And it’s not us.

The Times - Immobilismo triumphs - yet again, by Rosemary Righter
Italians, in a fit of fear and loathing, have decided to ensure Italy remains ungovernable

One reason I’m linking to this is because it’s the first time I’ve ever found anything that made me feel like I had the slightest, tenuous grasp of what’s going on over there.

No matter how strong the majority — and in Italy, which has endured 61 shifting government coalitions since the War, strong majorities are rare — that is no guarantee that the government can carry out its programme. Italy’s “perfect bicameralism” gives the Senate and Chamber of Deputies equal powers, with the result that laws bounce back and forward between the two for months or years on end. …

These extreme checks and balances reflect the determination, in 1948, to ensure that no leader could abuse power as Mussolini had done. But they make Italy close to ungovernable. In essence, the Berlusconi reform would have given an Italian prime minister powers resembling those in Britain, changed the Senate into a regional body resembling the German Bundesrat, and clarified the relationship between the centre and the regions. Not exactly draconian; yet six out of ten voters gave it the thumbs down.

Why did they do it? No one has a good word for the way Italy is run, or rather not run.
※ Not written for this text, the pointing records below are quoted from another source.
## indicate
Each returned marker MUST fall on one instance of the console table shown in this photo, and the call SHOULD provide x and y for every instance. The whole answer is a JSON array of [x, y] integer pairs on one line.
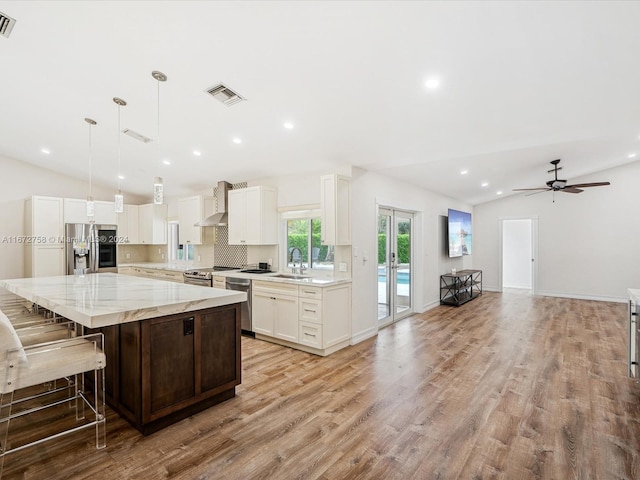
[[460, 287]]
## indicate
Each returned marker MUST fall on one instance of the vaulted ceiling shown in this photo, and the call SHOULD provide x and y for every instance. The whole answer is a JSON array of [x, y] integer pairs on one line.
[[519, 84]]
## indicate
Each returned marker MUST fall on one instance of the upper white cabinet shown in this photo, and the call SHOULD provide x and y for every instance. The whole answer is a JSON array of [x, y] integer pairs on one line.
[[335, 203], [44, 228], [190, 211], [253, 217], [128, 227], [75, 211], [105, 213], [152, 224]]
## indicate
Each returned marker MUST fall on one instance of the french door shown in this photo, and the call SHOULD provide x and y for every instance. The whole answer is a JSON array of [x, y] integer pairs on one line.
[[394, 265]]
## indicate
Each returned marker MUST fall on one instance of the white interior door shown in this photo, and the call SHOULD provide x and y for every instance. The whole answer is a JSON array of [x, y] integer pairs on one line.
[[518, 253]]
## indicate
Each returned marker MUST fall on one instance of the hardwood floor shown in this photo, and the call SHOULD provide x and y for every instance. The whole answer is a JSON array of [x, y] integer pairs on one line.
[[508, 386]]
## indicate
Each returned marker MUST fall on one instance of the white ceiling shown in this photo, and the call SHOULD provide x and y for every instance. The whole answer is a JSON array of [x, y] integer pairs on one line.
[[521, 83]]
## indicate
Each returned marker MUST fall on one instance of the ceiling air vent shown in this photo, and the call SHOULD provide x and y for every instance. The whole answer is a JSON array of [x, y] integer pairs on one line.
[[136, 135], [225, 95], [6, 25]]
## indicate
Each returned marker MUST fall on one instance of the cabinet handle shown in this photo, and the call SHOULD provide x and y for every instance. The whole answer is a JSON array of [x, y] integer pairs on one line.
[[187, 326]]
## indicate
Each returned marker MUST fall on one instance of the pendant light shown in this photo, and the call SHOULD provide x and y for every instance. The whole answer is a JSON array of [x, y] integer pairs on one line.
[[158, 187], [90, 205], [119, 198]]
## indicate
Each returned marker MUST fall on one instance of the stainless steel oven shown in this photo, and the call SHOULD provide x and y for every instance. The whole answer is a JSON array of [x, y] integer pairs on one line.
[[243, 285]]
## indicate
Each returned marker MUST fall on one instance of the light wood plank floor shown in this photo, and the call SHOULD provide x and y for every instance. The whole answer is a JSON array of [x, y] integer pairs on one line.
[[508, 386]]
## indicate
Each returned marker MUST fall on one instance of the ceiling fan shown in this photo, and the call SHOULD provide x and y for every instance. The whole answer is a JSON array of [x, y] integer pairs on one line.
[[558, 185]]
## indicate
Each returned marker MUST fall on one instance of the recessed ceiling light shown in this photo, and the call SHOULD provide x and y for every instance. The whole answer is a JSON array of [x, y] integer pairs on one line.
[[432, 83]]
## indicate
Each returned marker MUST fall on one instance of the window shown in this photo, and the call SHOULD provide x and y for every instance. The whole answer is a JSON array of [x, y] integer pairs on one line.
[[303, 244]]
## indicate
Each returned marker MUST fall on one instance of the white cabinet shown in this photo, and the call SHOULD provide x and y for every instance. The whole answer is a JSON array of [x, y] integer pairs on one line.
[[335, 203], [152, 224], [105, 213], [253, 217], [275, 310], [44, 230], [190, 211], [322, 320], [127, 222], [75, 211]]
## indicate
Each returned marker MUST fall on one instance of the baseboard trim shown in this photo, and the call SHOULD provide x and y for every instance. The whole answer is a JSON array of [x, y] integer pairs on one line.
[[598, 298], [430, 305], [364, 335]]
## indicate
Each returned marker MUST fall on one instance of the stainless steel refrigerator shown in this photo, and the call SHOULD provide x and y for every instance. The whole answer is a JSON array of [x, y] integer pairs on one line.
[[91, 248]]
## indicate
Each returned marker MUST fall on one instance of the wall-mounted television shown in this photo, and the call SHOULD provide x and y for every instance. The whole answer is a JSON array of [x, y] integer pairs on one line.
[[459, 233]]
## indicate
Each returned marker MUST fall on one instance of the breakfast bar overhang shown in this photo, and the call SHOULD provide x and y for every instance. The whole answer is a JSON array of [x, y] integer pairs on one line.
[[172, 349]]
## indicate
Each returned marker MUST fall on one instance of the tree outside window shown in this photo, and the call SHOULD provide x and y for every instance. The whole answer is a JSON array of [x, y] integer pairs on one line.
[[304, 234]]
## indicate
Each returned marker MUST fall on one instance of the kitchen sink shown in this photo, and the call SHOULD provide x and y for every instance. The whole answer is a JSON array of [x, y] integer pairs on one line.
[[293, 276]]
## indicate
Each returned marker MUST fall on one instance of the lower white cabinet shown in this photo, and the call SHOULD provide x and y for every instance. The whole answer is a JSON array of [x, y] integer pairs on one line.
[[310, 318], [275, 310]]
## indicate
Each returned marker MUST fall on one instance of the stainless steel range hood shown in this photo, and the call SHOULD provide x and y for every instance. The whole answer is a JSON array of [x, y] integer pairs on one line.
[[218, 219]]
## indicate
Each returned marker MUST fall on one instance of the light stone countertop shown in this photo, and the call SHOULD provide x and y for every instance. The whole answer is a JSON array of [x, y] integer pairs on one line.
[[272, 277], [182, 267], [103, 299], [174, 266]]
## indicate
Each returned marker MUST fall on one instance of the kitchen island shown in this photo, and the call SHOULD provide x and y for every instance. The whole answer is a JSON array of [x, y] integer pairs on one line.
[[172, 349]]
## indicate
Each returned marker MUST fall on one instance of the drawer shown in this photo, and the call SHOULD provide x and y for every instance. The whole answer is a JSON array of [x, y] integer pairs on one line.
[[274, 287], [310, 334], [310, 310], [310, 292]]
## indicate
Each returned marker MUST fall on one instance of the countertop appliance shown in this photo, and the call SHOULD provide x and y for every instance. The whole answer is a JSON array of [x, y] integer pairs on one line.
[[91, 248], [204, 276], [259, 268]]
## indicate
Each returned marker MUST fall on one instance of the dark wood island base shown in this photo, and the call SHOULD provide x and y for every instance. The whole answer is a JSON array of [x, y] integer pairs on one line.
[[162, 370]]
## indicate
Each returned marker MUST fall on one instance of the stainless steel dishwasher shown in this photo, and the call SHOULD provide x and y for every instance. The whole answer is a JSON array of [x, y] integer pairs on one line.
[[243, 285]]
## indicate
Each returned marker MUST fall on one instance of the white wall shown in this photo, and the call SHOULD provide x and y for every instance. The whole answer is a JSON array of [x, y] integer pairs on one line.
[[367, 191], [20, 181], [588, 243], [516, 253]]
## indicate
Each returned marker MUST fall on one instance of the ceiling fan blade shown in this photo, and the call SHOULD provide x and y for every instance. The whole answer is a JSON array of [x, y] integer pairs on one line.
[[539, 191], [583, 185]]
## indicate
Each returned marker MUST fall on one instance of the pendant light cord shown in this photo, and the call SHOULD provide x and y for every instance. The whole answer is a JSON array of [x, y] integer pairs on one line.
[[90, 161], [119, 106]]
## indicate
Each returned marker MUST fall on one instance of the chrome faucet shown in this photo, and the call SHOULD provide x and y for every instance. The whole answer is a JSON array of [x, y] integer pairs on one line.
[[293, 269]]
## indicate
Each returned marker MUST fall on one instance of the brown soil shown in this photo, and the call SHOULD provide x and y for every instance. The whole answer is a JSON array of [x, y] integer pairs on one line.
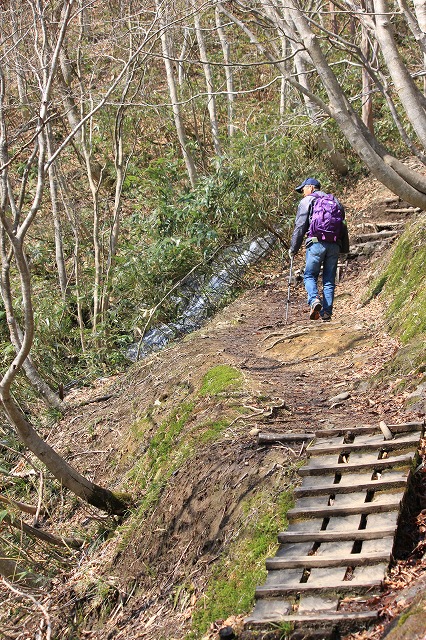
[[292, 372]]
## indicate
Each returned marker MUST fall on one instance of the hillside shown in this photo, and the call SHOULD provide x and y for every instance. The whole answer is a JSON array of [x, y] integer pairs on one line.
[[179, 432]]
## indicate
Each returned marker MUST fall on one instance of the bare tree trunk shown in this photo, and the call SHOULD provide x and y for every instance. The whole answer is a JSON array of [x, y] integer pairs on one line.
[[367, 83], [189, 161], [57, 226], [420, 9], [211, 99], [11, 570], [88, 491], [230, 94], [412, 99], [409, 185], [185, 45]]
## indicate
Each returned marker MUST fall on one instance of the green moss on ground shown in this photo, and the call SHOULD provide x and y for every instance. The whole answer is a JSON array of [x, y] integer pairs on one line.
[[403, 283], [233, 581]]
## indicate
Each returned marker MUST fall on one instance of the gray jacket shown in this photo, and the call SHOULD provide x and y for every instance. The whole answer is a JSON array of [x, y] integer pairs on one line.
[[302, 221]]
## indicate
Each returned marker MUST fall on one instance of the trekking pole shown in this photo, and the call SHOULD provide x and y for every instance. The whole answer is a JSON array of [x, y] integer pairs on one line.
[[288, 291]]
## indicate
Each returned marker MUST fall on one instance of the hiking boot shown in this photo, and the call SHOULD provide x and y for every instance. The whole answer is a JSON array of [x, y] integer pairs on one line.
[[315, 309]]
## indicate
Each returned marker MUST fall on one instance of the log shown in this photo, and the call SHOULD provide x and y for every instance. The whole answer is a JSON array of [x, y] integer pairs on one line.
[[367, 237], [407, 210]]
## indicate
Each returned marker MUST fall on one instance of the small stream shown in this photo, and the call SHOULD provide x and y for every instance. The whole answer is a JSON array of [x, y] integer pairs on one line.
[[202, 296]]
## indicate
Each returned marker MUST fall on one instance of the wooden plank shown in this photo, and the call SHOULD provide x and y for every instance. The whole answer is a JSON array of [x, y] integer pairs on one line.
[[367, 444], [277, 590], [405, 427], [377, 546], [269, 611], [349, 560], [345, 487], [330, 432], [363, 574], [309, 604], [319, 466], [332, 510], [268, 438], [294, 550], [331, 536]]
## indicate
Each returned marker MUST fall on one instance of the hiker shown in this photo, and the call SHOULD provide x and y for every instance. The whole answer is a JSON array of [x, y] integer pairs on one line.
[[323, 244]]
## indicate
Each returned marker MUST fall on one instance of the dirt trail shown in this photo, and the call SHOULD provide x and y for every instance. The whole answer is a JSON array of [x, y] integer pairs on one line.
[[292, 373]]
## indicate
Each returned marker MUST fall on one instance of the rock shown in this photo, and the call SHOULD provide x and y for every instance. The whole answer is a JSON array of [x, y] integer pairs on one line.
[[340, 397]]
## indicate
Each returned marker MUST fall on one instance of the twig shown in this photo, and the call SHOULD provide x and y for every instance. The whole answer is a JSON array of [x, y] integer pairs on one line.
[[289, 336], [40, 499], [38, 604]]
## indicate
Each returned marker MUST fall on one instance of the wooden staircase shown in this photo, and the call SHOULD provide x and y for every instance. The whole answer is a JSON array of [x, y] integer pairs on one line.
[[341, 533]]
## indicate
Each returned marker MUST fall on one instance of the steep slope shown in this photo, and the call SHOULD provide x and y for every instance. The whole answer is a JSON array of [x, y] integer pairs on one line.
[[179, 432]]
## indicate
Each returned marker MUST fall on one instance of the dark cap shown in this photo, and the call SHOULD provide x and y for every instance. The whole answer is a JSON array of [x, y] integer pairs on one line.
[[312, 181]]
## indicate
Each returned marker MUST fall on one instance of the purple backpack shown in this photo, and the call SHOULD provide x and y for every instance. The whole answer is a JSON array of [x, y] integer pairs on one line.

Everyone, from toddler to pensioner, shopkeeper to tycoon, pays a price for the near-impossibility of getting laws on to, or off, the statute books,–

They still managed to ban smoking, note.

– for the constant tussles between the centre and Italy’s power-hungry regions, and for the Byzantine complexity of a system designed to keep governments weak and unstable. Everyone pays, most people would add, except the amply remunerated politicians at the apex of a pyramid of patronage so vast that it pays the salaries of an unbelievable 450,000 Italians. The one universally popular item in the Berlusconi reform was the commitment to trim the exorbitant political bill by cutting membership in the lower house from 630 to 518 and removing 53 of the Senate’s 315 seats.